Foi assim que matei meu pé de mexerica
Isso se passou há muitos anos, mas não há como esquecer. E não há como perdoar-me. Tal qual um personagem saído das tragédias gregas, reduzidas as proporções, é claro, apesar das boas intenções cometi um erro fatal.
Depois de alguns anos morando em apartamento, mudei-me com a família para uma casa. Felicidade geral. Muito espaço dentro e fora de casa, para adultos e crianças. Jardim e quintal. E no quintal já encontrei várias árvores frutíferas. Aí começou o amor à primeira vista por uma planta em especial, e caminho para aquilo que os estudiosos da Tragédia Grega chamam de “falha trágica” do herói.
No meu reduzido pomar via-se que tudo ia bem; a mangueira, o limoeiro e a pitangueira, por exemplo. Nada parecia exigir cuidados especiais. Exceto a mexeriqueira, mirrada, poucos frutos, destoava na paisagem. Sim, lá estava ela, aguardando um herói para salvá-la. Senti-me quase um Dom Quixote de la Mancha, não a galope, mas a todo trote, com a missão de evitar sua morte iminente. E essa comparação com Dom Quixote é muito cruel para mim, pois eu nem cheguei a lutar contra os moinhos de vento, nem contra os ventos, devia ter lutado.
O embasamento científico de meus estudos era tirado de revistas especializadas que eu comprava nas bancas de jornais. A internet ainda não existia, mas já me fazia falta (e eu nem sabia que fazia falta).
Dedique-me no estudo, descobri o mistério do 10-10-10, números que podem até ser diferentes na fórmula mágica do NPK (nitrogênio, fósforo e potássio), testei micronutrientes e diversos adubos orgânicos, preocupei-me com o PH do solo, usei a criatividade para pôr em prática a irrigação por gotejamento, e, até mesmo, certa vez, dediquei um final de tarde lavando com sabão neutro as folhas que estavam ficando enroladas, atacadas por cochonilhas.
Sem mais delongas vamos ao final da história. Meu método científico de como cuidar de um pé de mexerica deu bom resultado, pois depois de algum tempo tive diante de mim um belo exemplar carregado de frutos já quase maduros. Confesso que até tive um sentimento de vaidade, orgulho e soberba, quando comparei meu pé de mexerica com outro, o do vizinho. O vizinho não sabe cuidar de suas plantas, pensei eu, com ar de superioridade. Mas a ilusão durou pouco.

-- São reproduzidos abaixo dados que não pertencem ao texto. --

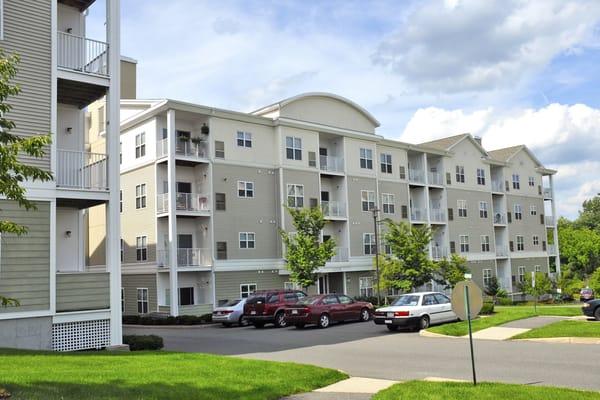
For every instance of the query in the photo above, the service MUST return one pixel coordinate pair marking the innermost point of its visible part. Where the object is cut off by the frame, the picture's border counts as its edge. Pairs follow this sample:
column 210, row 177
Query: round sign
column 459, row 299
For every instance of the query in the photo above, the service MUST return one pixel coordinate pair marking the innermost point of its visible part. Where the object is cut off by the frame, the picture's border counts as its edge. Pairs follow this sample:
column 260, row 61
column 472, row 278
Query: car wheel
column 323, row 321
column 365, row 315
column 280, row 321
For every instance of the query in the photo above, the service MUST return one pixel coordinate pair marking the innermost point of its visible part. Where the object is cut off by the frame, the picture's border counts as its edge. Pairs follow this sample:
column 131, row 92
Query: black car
column 592, row 309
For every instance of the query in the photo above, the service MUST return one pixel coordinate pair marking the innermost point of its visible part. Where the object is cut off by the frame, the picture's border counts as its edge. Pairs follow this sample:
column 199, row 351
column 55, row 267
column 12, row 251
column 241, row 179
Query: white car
column 416, row 310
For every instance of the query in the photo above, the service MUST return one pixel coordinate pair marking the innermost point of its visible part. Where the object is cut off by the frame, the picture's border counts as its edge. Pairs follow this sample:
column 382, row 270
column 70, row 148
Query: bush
column 143, row 342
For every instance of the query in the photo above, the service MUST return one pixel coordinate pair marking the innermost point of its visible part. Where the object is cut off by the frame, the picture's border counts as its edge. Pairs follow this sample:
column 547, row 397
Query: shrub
column 143, row 342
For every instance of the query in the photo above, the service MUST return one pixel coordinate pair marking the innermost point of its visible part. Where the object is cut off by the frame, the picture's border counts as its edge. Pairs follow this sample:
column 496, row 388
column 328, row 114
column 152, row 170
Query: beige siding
column 82, row 291
column 27, row 32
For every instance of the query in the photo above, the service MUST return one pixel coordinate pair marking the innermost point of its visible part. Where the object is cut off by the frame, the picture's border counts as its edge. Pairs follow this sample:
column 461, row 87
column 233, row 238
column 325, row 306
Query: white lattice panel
column 81, row 335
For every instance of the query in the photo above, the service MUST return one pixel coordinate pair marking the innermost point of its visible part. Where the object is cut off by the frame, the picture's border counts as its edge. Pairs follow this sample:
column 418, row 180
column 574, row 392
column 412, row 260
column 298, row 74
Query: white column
column 172, row 179
column 113, row 231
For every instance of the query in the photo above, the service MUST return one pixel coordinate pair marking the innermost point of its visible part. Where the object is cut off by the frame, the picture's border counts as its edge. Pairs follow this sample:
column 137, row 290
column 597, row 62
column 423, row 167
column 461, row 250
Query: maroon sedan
column 326, row 308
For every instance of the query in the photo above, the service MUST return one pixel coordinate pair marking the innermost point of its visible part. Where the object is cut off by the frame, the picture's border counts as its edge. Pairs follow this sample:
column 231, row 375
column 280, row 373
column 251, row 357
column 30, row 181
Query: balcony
column 79, row 54
column 331, row 164
column 333, row 209
column 82, row 170
column 190, row 202
column 187, row 258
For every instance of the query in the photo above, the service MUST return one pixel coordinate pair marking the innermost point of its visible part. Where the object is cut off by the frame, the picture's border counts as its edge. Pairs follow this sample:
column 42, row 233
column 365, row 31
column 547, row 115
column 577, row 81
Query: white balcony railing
column 333, row 208
column 331, row 163
column 195, row 257
column 82, row 170
column 80, row 54
column 341, row 254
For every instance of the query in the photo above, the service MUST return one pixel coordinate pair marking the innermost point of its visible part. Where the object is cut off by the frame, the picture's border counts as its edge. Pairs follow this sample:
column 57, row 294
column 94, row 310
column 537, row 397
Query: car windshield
column 406, row 300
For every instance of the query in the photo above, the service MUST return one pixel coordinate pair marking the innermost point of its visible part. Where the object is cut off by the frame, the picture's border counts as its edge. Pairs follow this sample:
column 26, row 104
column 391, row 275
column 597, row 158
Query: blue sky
column 510, row 71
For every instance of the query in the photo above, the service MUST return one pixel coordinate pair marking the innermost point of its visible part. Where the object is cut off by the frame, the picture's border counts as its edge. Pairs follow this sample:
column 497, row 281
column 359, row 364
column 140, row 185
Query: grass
column 483, row 391
column 501, row 316
column 153, row 375
column 564, row 329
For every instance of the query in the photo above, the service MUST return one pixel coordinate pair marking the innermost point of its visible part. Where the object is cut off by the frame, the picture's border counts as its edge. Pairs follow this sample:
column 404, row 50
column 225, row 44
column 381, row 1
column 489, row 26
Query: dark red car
column 323, row 309
column 268, row 306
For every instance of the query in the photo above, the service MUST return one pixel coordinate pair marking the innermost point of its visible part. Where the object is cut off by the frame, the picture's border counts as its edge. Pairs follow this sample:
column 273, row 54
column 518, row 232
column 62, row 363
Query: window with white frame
column 295, row 195
column 365, row 286
column 483, row 207
column 245, row 189
column 140, row 145
column 246, row 289
column 485, row 243
column 388, row 204
column 140, row 196
column 464, row 243
column 141, row 248
column 386, row 163
column 480, row 176
column 293, row 148
column 366, row 158
column 461, row 205
column 244, row 139
column 247, row 240
column 367, row 198
column 142, row 300
column 369, row 246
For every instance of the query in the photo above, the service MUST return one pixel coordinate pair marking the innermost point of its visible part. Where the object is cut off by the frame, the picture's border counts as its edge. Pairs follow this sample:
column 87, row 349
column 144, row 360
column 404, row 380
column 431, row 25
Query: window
column 186, row 296
column 247, row 240
column 140, row 196
column 464, row 243
column 480, row 176
column 246, row 289
column 516, row 181
column 462, row 208
column 141, row 248
column 366, row 158
column 386, row 163
column 367, row 198
column 365, row 286
column 142, row 300
column 140, row 145
column 518, row 212
column 293, row 148
column 460, row 174
column 485, row 243
column 245, row 189
column 369, row 246
column 520, row 243
column 295, row 196
column 388, row 203
column 244, row 139
column 483, row 209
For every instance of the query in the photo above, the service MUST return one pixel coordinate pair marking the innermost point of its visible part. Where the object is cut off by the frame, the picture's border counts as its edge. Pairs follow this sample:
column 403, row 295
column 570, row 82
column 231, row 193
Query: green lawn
column 501, row 316
column 153, row 375
column 564, row 329
column 483, row 391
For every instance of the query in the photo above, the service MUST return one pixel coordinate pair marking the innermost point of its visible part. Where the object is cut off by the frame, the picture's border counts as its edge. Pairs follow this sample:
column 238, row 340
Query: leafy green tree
column 305, row 253
column 409, row 266
column 12, row 172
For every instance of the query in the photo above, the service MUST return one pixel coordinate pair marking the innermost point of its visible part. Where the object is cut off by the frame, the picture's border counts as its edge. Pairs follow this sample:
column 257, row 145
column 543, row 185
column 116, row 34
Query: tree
column 12, row 172
column 409, row 265
column 305, row 253
column 452, row 271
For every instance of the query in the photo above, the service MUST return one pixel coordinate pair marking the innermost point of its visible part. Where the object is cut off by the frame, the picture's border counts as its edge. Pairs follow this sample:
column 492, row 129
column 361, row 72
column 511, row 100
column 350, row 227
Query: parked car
column 592, row 309
column 268, row 306
column 416, row 310
column 231, row 313
column 586, row 294
column 323, row 309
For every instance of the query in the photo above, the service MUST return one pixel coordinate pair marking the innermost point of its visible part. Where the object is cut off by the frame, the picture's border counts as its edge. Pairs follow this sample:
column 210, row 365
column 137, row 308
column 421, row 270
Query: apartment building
column 64, row 305
column 203, row 193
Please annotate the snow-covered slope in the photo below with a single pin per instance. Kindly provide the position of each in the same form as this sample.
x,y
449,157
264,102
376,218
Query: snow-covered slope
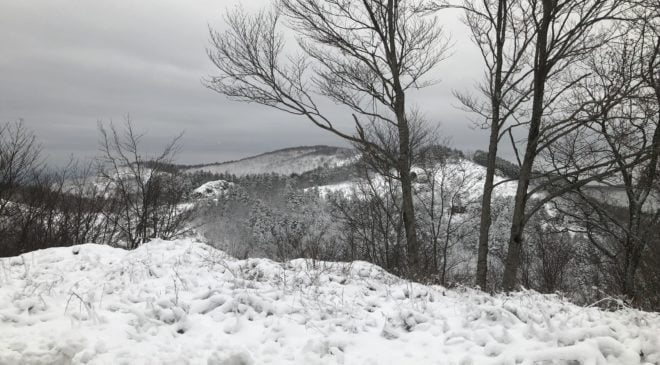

Meus cuidados tinham sido no curto prazo e o Dom Quixote que eu fui só olhou para o chão, não olhou para o céu. Em um lamentável triste dia, bastaram alguns minutos de vento forte, e era uma vez um pé de mexerica. Os galhos não suportaram o peso dos frutos e todos foram ao chão. O tronco principal ficou lascado irrecuperavelmente. Retirei o excesso de mexericas, podei alguns galhos e amarrei outros. Tudo inútil. Fim. O que restou ainda resistiu alguns meses e secou.
Hoje, através da cerca, ainda vejo no quintal do vizinho o outro pé de mexerica, que ainda parece meio abandonado. Ainda bem que estava longe dos meus cuidados.